FACTORS INFLUENCING FREIGHT TRANSPORT & POLICY MEASURES TO ENCOURAGE RAIL FREIGHT The factors influencing freight transportation and policy measures to encourage freight by rail are then discussed. The factors are adopted from NCHRP reports where they are classified as direct and in-direct. Policy measures that need to be adopted by the government are then proposed based on similar measures adopted in developed countries that might apply to the Lebanese context.

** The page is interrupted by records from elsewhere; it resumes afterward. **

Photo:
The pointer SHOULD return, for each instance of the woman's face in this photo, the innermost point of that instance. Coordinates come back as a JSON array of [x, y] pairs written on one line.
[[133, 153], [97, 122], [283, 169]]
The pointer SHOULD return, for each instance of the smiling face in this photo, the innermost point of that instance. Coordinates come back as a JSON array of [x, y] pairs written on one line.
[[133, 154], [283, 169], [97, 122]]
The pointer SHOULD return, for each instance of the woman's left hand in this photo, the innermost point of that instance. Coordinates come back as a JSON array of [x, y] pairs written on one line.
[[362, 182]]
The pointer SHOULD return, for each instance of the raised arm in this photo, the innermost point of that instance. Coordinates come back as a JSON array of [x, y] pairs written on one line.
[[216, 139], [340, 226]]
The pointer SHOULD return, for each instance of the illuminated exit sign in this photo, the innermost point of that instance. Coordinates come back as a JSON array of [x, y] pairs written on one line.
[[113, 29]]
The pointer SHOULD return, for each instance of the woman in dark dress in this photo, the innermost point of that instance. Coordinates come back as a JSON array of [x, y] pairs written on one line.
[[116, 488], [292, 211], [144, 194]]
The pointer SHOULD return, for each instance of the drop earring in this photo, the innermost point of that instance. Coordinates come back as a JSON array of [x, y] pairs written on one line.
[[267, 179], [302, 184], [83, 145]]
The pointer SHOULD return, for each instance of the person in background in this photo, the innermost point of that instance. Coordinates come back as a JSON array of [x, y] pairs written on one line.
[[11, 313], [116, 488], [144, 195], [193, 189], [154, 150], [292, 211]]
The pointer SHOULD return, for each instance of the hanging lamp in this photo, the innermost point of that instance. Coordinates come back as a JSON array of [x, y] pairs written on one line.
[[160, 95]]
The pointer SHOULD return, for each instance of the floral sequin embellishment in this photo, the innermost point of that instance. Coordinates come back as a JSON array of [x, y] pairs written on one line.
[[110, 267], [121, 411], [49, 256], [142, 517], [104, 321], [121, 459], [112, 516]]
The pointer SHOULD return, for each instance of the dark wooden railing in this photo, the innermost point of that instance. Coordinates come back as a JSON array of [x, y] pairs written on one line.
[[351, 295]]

JOINT USE OF RAIL RIGHT-OF-WAY FOR PASSENGERS AND FREIGHT Joint use of rail for passengers and freight is then examined. This procedure which is mainly adopted in Germany and Japan helps in reducing the capital costs involved in acquiring the right of way by utilizing the same track for both passengers and freight where freight cars are usually operated overnights at times where passenger cars are not in business. Although this procedure seems to be very helpful, regulatory and operational considerations need to be accounted for.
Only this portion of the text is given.